José Aroldo Gallassini, presidente dos Conselhos de Administração da Coamo e da Credicoamo

Comandar uma empresa é uma grande responsabilidade. Decisões importantes precisam ser tomadas a todo momento, podendo impactar nos negócios e nas pessoas que delas dependem. Um bom líder sabe disso e toma as devidas precauções quando decide passar o bastão. Ele sabe que mudanças de gestão são arriscadas, por isso é fundamental garantir uma sucessão tranquila.

Executivo experiente, José Aroldo Gallassini, tem essa visão. “Eu podia chegar e dizer ‘olha, eu estou com uma certa idade, estou bem financeiramente, dá pra tocar a vida, e vou virar as costas e sair, não quero mais saber’. Não vou fazer isso. Não posso fazer isso. Pela minha responsabilidade e pelo sucesso que tivemos até aqui”, afirma, justificando os motivos que o levaram a orquestrar um plano de sucessão. “Não fundamos a Coamo e a Credicoamo para uma geração ou duas, mas para a vida toda. Elas têm que continuar, independente de quem esteja no comando”, frisa.

Em entrevista, o agora presidente do Conselho de Administração, conta como ficou a nova estrutura organizacional.

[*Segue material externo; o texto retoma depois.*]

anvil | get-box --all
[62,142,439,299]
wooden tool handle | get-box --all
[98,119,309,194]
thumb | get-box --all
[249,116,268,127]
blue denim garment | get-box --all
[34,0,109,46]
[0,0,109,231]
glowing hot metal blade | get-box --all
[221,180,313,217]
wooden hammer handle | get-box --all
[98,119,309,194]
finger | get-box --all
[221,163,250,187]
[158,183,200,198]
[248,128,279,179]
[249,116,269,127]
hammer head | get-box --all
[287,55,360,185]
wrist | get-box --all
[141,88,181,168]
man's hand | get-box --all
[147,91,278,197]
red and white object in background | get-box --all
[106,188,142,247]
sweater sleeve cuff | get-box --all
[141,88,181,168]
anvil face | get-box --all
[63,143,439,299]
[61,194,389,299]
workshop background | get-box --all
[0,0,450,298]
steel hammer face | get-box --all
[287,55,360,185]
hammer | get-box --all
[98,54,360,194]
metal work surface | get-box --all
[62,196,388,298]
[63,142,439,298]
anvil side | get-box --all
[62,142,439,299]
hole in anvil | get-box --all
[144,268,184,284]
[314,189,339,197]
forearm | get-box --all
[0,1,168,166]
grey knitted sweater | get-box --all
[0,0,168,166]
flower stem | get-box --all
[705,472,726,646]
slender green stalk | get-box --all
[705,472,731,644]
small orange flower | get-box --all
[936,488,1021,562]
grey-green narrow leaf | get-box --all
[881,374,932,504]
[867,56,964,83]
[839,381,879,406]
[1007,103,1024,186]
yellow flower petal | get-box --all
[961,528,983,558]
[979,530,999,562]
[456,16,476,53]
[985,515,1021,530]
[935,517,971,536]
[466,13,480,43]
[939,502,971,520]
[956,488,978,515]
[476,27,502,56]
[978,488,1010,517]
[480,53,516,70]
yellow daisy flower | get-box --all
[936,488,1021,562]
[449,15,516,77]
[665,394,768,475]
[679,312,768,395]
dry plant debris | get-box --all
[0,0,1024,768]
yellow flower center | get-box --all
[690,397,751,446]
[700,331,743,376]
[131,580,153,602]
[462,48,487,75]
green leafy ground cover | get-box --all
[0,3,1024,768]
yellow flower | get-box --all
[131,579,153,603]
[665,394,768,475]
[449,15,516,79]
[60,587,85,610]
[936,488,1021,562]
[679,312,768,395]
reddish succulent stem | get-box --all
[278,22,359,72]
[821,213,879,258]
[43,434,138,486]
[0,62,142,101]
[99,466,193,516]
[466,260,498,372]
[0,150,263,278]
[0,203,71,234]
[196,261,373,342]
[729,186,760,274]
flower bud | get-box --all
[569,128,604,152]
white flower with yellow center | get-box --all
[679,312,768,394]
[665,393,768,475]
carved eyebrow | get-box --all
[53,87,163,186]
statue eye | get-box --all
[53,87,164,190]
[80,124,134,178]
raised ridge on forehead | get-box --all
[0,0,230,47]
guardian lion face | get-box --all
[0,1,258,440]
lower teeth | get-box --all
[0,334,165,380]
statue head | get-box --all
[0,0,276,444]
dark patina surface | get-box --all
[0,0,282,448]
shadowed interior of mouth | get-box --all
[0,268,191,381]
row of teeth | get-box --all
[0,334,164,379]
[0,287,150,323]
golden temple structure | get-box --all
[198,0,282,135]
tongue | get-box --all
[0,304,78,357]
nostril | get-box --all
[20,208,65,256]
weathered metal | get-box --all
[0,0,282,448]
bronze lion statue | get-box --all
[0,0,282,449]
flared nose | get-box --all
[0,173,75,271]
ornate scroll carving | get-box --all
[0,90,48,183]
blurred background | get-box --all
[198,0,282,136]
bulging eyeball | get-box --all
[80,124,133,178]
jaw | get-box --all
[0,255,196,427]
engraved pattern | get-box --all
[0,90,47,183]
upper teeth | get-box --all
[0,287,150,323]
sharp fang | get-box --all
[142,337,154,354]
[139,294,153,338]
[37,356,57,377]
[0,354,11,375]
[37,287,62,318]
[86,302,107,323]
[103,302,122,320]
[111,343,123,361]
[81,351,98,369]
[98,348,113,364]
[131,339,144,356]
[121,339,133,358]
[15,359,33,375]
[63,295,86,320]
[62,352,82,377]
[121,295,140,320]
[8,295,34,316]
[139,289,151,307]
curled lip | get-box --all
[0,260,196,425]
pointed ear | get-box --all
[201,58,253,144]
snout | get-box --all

Revista Coamo: Qual o segredo do desenvolvimento da Coamo?

José Aroldo Gallassini: Começamos do zero e construímos uma grande cooperativa. A Coamo Agroindustrial Cooperativa é a 35ª maior empresa do Brasil e a 1ª maior empresa do Paraná. Com sede em Campo Mourão (Centro- -Oeste do Paraná), possui entrepostos em 71 municípios do Paraná, Santa Catarina e Mato Grosso do Sul. A cooperativa é destaque no anuário da Exame, considerada uma das mais importantes publicações do país. A Coamo é também a 10ª maior do país com capital 100% nacional. Posso dizer com segurança que o segredo de todo esse sucesso é a sua credibilidade junto ao seus cooperados. São 50 anos trabalhando ao lado deles, apoiando o seu desenvolvimento e impulsionando a economia dos municípios em que a cooperativa atua. Podemos dizer que a história de Campo Mourão pode ser dividida em antes e depois do surgimento da cooperativa. No final da década de 1960, boa parte da região era de uma pobreza bastante grande. Vivíamos o final do ciclo da madeira e, à medida que as empresas foram encerrando suas atividades, a situação econômica dos produtores rurais foi piorando. Quando decidimos fundar uma cooperativa, já foi possível uma melhor organização dos produtores. A Coamo foi constituída por 79 agricultores. Depois foi entrando bastante gente e a cooperativa foi se consolidando. Em resumo, a agricultura na região de Campo Mourão deu certo porque a cooperativa se colocou ao lado do produtor.



RC: Qual é o grande aprendizado de sua experiência no cooperativismo?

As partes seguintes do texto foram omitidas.